Short Straddle Hedging using Underlying

Discussion in 'Options' started by belmisof, Dec 10, 2011.

  1. belmisof

    belmisof

    Hello,

    I'd like to know if anyone already tried to hedge a short straddle using underlying? If so, was it efficient?
    I know it can be hedged using Iron Condor or long butterfly but for 1 or 2 day max maturity, one could use the underlying instead... no?

    Merci
     
  2. spindr0

    spindr0

    It's efficient when the UL cooperates. See "Gamma Scalping".
     
  3. belmisof

    belmisof

    Hello thanks for the answer! What do you mean by the UL sorry?
    Does an appropriate short straddle hedging on 1 or 2 days to maturity be done using gamma scalping concepts? I must be certainly wrong or maybe very naive but can it be done "simply" by tring to be long above the strike or short below it on the underlying for the same notional? :confused:
     
  4. spindr0

    spindr0

    UL = underlying

    Yes, appropriate short straddle hedging on 1 or 2 days to maturity can one be using gamma scalping concepts.

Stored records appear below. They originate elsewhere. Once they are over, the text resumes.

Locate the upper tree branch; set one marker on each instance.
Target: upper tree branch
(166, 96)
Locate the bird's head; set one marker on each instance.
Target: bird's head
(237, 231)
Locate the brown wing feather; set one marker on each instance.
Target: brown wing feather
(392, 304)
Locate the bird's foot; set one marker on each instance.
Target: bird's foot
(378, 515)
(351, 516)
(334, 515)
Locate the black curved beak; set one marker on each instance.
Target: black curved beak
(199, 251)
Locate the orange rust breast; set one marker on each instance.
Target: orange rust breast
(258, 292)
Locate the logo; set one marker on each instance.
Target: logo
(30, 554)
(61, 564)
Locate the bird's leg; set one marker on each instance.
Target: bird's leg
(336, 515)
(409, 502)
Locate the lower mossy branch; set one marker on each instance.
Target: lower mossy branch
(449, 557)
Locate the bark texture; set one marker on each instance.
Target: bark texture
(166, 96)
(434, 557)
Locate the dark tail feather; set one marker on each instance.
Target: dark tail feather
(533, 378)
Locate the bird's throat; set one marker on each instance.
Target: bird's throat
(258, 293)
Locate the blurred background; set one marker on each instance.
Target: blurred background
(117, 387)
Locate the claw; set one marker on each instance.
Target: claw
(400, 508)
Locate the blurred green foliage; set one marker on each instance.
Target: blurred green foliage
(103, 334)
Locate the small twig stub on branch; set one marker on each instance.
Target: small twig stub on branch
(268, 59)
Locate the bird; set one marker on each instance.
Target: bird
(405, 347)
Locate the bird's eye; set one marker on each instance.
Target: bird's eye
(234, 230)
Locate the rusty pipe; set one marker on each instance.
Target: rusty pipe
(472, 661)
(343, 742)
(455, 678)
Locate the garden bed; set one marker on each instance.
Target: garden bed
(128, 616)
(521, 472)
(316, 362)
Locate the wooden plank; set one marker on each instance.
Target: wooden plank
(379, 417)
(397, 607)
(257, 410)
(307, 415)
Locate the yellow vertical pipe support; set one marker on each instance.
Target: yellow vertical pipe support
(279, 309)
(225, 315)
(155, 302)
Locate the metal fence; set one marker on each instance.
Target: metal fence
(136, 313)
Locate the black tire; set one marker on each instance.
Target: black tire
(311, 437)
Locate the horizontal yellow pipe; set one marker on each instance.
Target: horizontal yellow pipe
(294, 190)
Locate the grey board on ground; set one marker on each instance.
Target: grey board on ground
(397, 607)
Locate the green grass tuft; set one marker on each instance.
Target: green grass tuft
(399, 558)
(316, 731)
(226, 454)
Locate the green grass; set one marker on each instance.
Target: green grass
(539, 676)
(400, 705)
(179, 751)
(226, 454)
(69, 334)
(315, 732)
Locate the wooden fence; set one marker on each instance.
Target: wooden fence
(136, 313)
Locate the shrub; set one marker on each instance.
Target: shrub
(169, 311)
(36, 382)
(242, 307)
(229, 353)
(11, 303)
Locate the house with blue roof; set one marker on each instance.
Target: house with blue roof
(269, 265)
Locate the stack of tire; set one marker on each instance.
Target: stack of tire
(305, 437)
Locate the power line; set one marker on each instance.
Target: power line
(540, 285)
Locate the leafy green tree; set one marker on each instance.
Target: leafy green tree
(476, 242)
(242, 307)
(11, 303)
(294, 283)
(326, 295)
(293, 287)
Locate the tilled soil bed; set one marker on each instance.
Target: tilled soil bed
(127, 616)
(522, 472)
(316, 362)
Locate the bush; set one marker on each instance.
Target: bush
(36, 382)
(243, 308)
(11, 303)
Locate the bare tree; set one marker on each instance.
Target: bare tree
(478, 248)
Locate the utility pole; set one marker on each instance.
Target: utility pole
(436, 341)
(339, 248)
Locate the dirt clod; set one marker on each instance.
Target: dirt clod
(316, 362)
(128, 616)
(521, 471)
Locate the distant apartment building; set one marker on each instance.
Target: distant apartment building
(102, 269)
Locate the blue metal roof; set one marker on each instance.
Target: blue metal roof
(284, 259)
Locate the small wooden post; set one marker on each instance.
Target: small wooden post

    Yes, it can be done "simply" by tring to be long above the strike or short below it on the underlying for the same notional?

    :)
     
  5. belmisof

    belmisof

    Merci beaucoup!
     
  6. belmisof

    belmisof

    A guy on a french forum told me that the way he hedges a short straddle is not by hedging the UL because it can be difficult and costly in case the market goes up and down the strike.
    He said instead that he delta hedges the straddle and that if the market goes up he goes long a little put in case of a wide swing.
    Sounds good to me, what do you guys think?
    PS: delta hedging a straddle is as difficult as hedging the whole notional in case the market goes up and down, so where is the point?:confused:
     

  7. The point is you are Dynamically Hedging, it might look like churning the account but Dynamically Hedging sounds so much better. More info on Dynamically Hedging is on this thread: Short strangles on stocks
     
  8. newwurldmn

    newwurldmn

    It works if the stock swings back. As his buying back his put will have been a good trade. What about if the stock continues to rally. It's similar to delta hedging with stock except he's also buying some local gamma back as well and paying more in transaction costs (per unit delta anyway).
     
  9. belmisof

    belmisof

    Thank you for the answer. After trying it I believe that staying delta neutral causes less losses than playing with the notional.
    The only fact I'm not sure about is how often do I need to intervene to remain deltra neutral (1 day to maturity, USDZAR), every 50 pips difference for example?